2度の遠征で、北極の風景に魅了されるばかりでなく、そこに暮らす人々と交流するのが楽しくなった。そのため北極点到達後も、カナダ、グリーンランド、ロシアなどの北極域に毎年出かけるようになり、彼女は北極を自分の「ライフワーク」とも「最大の趣味」とも称した。北極点到達から6年後には《2~3か月仕事をすると休息を取りたくなって北極に出かけ、1か月ぐらい過ごすとストレスがすっかりとれて、猛然と仕事をしたくなるんです。で、帰ってからは、命懸けで仕事に取り組みます》と語っている(『クロワッサン』1995年3月10日号)。

俳優の仕事は「好きじゃないのよ。やらなきゃ終わらないと思うから…」

 そもそも勉強が嫌いで俳優の仕事を始めた和泉だが、その後、監督から厳しく演技指導されても、なぜ頑張ってここまで続けてこられたのか、やっぱりこの仕事が好きだったからではないか?――後年、同じく子役出身でのちに親友となった中山千夏からそんな質問をされ、彼女は《いや、好きじゃないのよ。やらなきゃ終わらないと思うからやるの。いつもそう。せりふだって覚えなきゃ終わらないと思うから、必死で覚えていただけよ》と答えていた(中山千夏『ぼくらが子役だったとき』金曜日、2008年)。北極はそんな仕事に対しての義務感から彼女を解放してくれる場所だったのだろう。

 若い頃は人から世話してもらってばかりいたのに、北極遠征を経て、人の面倒を見るのが好きになった。熊本の女子高校で講演したのが縁で、その学校の生徒を引率して北極に行ったこともある。
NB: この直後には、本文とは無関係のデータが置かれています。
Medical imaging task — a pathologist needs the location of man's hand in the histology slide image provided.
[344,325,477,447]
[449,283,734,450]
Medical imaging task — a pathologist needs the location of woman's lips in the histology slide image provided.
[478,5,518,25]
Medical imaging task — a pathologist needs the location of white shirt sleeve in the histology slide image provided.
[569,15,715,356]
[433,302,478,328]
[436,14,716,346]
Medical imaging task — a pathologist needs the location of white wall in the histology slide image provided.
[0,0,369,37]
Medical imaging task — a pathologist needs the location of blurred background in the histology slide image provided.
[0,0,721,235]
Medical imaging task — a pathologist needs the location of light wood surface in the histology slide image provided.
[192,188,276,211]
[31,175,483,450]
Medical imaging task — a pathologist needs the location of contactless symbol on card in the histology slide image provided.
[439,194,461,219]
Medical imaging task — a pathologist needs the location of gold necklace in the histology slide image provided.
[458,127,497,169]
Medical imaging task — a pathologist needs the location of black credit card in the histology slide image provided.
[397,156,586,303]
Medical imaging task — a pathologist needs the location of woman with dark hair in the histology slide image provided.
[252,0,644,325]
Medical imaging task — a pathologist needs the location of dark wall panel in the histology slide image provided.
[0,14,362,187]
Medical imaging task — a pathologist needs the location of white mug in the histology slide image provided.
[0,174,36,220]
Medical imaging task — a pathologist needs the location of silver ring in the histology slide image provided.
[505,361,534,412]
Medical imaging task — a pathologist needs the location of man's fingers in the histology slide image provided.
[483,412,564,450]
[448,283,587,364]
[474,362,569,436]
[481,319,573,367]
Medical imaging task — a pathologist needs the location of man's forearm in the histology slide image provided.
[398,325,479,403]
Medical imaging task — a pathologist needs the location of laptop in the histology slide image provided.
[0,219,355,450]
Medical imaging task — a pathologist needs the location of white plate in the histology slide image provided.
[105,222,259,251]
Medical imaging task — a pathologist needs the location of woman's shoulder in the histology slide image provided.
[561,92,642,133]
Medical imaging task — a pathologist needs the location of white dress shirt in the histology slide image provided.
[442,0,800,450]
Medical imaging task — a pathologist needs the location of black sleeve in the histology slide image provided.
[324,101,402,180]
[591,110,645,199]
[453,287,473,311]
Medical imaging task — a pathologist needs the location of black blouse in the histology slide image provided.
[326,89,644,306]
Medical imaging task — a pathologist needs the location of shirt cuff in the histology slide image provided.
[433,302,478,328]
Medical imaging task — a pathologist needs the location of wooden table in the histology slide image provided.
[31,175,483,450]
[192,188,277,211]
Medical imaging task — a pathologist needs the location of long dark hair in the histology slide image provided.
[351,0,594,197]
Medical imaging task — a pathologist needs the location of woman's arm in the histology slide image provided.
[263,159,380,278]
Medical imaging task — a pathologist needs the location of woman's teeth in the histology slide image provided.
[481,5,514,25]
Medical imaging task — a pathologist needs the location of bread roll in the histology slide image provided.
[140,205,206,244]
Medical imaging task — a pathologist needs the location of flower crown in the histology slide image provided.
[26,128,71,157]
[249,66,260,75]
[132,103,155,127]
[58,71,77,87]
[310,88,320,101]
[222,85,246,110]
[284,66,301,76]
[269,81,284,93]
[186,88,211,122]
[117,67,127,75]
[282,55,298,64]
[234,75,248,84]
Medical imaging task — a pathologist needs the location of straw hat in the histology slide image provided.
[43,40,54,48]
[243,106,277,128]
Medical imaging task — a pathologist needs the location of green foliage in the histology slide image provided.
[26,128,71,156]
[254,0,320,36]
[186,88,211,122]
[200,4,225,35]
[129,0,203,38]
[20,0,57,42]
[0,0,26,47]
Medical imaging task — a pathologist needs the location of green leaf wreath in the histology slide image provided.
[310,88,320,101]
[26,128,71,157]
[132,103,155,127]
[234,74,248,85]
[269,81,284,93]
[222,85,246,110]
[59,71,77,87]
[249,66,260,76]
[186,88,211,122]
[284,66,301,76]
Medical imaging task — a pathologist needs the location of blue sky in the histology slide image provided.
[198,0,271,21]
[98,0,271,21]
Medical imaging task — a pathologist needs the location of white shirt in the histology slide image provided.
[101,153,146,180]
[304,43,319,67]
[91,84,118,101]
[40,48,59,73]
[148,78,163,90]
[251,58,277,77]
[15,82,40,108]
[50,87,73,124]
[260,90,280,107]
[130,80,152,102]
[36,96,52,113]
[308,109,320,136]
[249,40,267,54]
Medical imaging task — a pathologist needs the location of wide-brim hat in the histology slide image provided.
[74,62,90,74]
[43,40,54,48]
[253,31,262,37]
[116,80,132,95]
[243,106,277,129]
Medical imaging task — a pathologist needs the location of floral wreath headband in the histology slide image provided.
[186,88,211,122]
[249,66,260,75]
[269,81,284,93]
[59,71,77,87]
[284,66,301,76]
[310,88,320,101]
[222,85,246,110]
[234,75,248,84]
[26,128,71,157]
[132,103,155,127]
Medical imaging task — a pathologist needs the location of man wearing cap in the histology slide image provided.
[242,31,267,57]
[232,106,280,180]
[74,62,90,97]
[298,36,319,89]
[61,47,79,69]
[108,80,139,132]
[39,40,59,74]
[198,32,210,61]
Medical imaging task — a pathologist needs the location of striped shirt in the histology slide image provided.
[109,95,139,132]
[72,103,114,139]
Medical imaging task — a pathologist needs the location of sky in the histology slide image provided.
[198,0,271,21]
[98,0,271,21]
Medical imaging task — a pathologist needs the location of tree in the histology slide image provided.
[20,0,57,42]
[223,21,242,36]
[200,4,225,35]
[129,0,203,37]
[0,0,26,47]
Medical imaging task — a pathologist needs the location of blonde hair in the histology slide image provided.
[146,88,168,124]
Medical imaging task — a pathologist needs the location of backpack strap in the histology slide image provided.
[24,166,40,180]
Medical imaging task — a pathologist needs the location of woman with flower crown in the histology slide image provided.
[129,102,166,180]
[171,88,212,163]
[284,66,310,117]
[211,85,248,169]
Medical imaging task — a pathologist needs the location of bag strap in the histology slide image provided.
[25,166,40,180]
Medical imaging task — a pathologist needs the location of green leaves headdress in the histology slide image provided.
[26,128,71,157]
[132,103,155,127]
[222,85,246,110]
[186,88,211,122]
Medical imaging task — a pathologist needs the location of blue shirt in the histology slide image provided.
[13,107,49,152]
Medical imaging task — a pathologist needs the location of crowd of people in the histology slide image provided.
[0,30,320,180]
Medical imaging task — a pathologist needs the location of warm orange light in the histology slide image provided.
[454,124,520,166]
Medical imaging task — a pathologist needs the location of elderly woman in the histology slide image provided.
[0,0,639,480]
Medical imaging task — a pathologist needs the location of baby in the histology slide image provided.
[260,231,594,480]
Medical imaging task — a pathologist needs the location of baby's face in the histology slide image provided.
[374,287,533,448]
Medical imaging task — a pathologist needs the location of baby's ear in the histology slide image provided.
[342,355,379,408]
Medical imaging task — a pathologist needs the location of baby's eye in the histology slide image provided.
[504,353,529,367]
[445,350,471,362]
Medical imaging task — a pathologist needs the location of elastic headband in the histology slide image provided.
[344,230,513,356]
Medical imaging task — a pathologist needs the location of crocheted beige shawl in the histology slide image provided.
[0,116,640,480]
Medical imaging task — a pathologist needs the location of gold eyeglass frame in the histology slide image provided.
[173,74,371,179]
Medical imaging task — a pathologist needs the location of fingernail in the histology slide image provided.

知り合いを連れてのオーロラツアーは2013年の時点で50回を数え、宿泊先では彼女自ら、参加者全員に朝昼晩、手料理をふるまった。士別の家でも、夏には4500坪ある敷地の草刈り、年に1ヵ月半ほどすごす冬の暖房用に2トンの薪割りと、体を動かすのをいとわず、また、母や友達が泊まりに来るたび3度の食事をつくっていたという(『ゆうゆう』2013年10月号)。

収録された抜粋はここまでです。